Carillion PLC’s (LON:CLLN) problems were magnified today after the Financial Reporting Council (FRC) said it has decided, following enquiries made since a profit warning in July 2017, to open an investigation in relation to KPMG's audit of the collapsed construction contractor’s financial statements.
In a statement, the FRC said the investigation will cover the years ended 31 December 2014, 2015 and 2016, and additional audit work carried out during 2017.
It added that the investigation will be conducted by the FRC's Enforcement Division, and will consider whether the auditor has breached any relevant requirements, in particular the ethical and technical standards for auditors.

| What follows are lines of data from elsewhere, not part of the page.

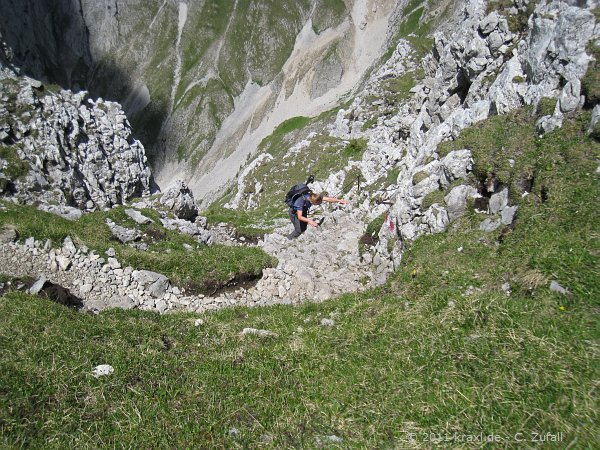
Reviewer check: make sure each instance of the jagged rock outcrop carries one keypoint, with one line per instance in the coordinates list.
(67, 151)
(180, 200)
(478, 69)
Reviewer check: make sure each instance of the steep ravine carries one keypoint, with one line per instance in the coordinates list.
(202, 83)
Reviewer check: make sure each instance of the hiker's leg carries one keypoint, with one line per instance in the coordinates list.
(303, 225)
(297, 226)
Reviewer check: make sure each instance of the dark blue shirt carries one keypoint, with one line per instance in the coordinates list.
(301, 203)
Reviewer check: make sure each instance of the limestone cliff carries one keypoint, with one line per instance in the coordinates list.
(202, 82)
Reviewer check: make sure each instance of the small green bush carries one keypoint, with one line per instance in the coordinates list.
(375, 225)
(419, 176)
(355, 148)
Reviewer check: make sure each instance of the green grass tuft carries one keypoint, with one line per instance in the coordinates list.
(166, 254)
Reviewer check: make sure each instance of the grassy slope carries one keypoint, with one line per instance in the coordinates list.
(418, 355)
(195, 270)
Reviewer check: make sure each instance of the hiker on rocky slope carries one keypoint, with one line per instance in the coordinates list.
(300, 199)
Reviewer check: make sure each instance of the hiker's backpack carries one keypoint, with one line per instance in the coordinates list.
(295, 192)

The regulator said several areas of KPMG's work will be examined including the audit of the company's use and disclosure of the going concern basis of accounting, estimates and recognition of revenue on significant contracts, and accounting for pensions.

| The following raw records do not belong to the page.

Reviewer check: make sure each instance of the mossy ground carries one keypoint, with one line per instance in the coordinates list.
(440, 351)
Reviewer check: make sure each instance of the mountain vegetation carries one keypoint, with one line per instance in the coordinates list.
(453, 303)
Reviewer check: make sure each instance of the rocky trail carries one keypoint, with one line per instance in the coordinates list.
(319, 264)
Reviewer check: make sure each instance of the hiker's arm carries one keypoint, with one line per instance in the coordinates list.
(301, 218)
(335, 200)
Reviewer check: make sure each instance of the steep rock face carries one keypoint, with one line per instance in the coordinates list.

The FRC added that it will conduct the investigation as quickly and thoroughly as possible.
It also said it is liaising closely with the Official Receiver, the Financial Conduct Authority, the Insolvency Service and The Pensions Regulator to ensure that there is a” joined-up approach to the investigation of all matters arising from the collapse of Carillion.”
Implied pension deficit rises
Separately, according to Parliament's Work and Pensions Select Committee, Carillion attempted to "wriggle out of its obligations" to pensioners for the last decade.

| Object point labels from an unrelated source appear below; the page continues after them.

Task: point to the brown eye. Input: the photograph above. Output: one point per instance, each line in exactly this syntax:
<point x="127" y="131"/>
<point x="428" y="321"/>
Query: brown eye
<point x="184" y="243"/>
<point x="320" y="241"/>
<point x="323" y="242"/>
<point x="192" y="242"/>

The influential committee’s chair, Frank Field, has condemned the firm’s inability to perform its pension obligations while "shelling out dividends and handsome pay packets for those at the top."
In a letter published on Monday by the committee and written by Carillion Pension Trustee Limited Chair Robin Ellison, it is implied that the scheme's deficit may be about £990mln compared to the £587mln figure quoted in an earlier letter.
Carillion entered compulsory liquidation on January 15 after the failure of talks over its debt mountain with financial and other stakeholders, including the UK government.
The firm - which issued three profit warnings in less than six months last year and saw its market value collapse by more than 90% - is a major supplier to the government with contracts across education, the NHS and the rail industry, including HS2.
Carillion shares have been temporarily suspended on the London Stock Exchange since that date.